For the six months through April, revenue on a constant currency basis was expected to fall by 9-12%.
At the midpoint of the revenue guidance range, cost reductions would enable the company to achieve an adjusted Ebitda margin percentage of around 37% in the year through October.
'We remain confident in Micro Focus' strategy whilst recognising that operational issues have led to a disappointing short term performance and outlook,' chairman Kevin Loosemore said.
'We believe that Micro Focus is well positioned to help our customers with the increasing pace of change across their Hybrid IT environments and to deliver customer centred innovation.'
HARRYCAT
- 05 Nov 2018 10:20
- 157 of 157
StockMarketWire.com
Software supplier Micro Focus International said it expected its annual revenue to be at the better end of its most recent annual guidance range, while also announcing that chief financial officer Chris Kennedy was leaving the company.

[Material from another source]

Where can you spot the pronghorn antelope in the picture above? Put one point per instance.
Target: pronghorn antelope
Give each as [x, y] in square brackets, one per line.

Trading continued to track in line with expectations, with an improved revenue trajectory in the second half.
Consequently, revenue in constant currency terms for the year through October was expected at the better end of a guidance range for a fall of between 6% and 9%, the company said.
Trading had also been consistent with the company's adjusted Ebitda margin guidance of around 37% at the midpoint of that revenue range.
Micro Focus said Kennedy would leave in the first quarter of 2019 to join broadcaster ITV.
He would be replaced by Brian McArthur-Muscroft, was most recently CFO of Paysafe Group and had also held the CFO role at TeleCity Group.
Micro Focus also announced that it planned to recommence its buy-back programme.
In the period 29 August to 24 October the company bought shares worth around $171m.
The extended program, when initiated, would cover an additional tranche of shares to a combined total value of up to $400m, inclusive of those already repurchased.